The first sentence--No one should ever die for lack of health care,-- is even more problematic. If by this one is implying, (as many advocates of government-run health care do,) that people in the United States are dying because they don't have access to health care...well, this simply isn't true. By American law no hospital, public or private, can turn anyone away or refuse treatment due to lack of insurance or inability to pay. As far as the present debate is concerned this sentence is a pure red herring. What's in question is health insurance, not health care. If, however, we take the sentence at face value, it's not difficult to dream up a set of circumstances that render it fantasy. Think of the following scenarios: hunting, logging, or doing geological survey in the deep wilderness, commercial fishing days out to sea, mountain climbing, archeological digging in remote areas. That was just off the top of my head, but with a little thought one could come up with many other activities in which the only way to ensure that "no one should ever die from lack of health care," would be to ban completely those activities simply because their nature removes the person from the proximity to the access of health care.

At the crux of this whole matter is the word used in both statements: the word "should." Because behind that usage of the word is the implication that this is a "right." This is even being stated explicitly by "progressive" voices in this debate. But from the beginning of this country to this present day, rights, as expressed in our founding documents are all "negative" rights, that is they are proscriptive of what the government is allowed to do. "Congress shall make no law..., the right of the people to keep and bear Arms, shall not be infringed...nor be deprived of life, liberty, or property, without due process of law..."

But a move is being made in the debate over government-run health care to open the door to a completely different concept of "positive" rights, an idea espoused by the left for some time.
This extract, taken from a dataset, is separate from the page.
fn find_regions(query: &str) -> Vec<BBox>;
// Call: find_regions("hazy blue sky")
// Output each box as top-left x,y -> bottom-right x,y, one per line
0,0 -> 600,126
So there is talk of food being a right, water being a right, a job being a right--and of course, health care being a right. President Obama, for instance, back in 2001 when he was still an Illinois state senator, said in a Chicago public radio interview that the civil rights movement was victorious in some regards, but failed to create a "redistributive change" in its appeals to the Supreme Court led by Chief Justice Earl Warren, and went on to suggest that the Legislature is the place for such change to occur. (You can hear the audio of the interview here.) One of my favorite writers, Theodore Dalrymple, has made the argument against this lunacy in an article which you can read in its entirety here, but the essentials of the argument are this: "If there is a right to health care, someone has the duty to provide it. Inevitably, that “someone” is the government. Concrete benefits in pursuance of abstract rights, however, can be provided by the government only by constant coercion."
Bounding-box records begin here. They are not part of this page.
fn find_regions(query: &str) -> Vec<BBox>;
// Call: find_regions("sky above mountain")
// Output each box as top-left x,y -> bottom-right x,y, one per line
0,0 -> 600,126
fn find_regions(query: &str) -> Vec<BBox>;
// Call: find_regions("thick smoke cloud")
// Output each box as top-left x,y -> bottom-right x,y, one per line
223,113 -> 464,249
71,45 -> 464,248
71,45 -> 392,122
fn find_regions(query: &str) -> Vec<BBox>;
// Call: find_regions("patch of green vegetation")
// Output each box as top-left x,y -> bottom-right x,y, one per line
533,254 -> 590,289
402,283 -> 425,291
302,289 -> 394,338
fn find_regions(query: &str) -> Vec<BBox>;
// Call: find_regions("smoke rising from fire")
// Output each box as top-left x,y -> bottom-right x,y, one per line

We already have many government-supplied safety nets and assistance programs, but let's be clear: we have always done these things--for better or worse, (and I would argue that many are for the worse)--because our legislators were persuaded that they were "good" things to do, never because it was a "right" of the citizen that government was obligated to provide. The founders of our country were wise to codify our rights as limitations on government's power to infringe the liberty of the citizen. If we ever do open this Pandora's box of "positive" rights, which then become perpetual governmental obligations to provide, we will find that these new "positive" rights will be at war with our traditional "negative" rights.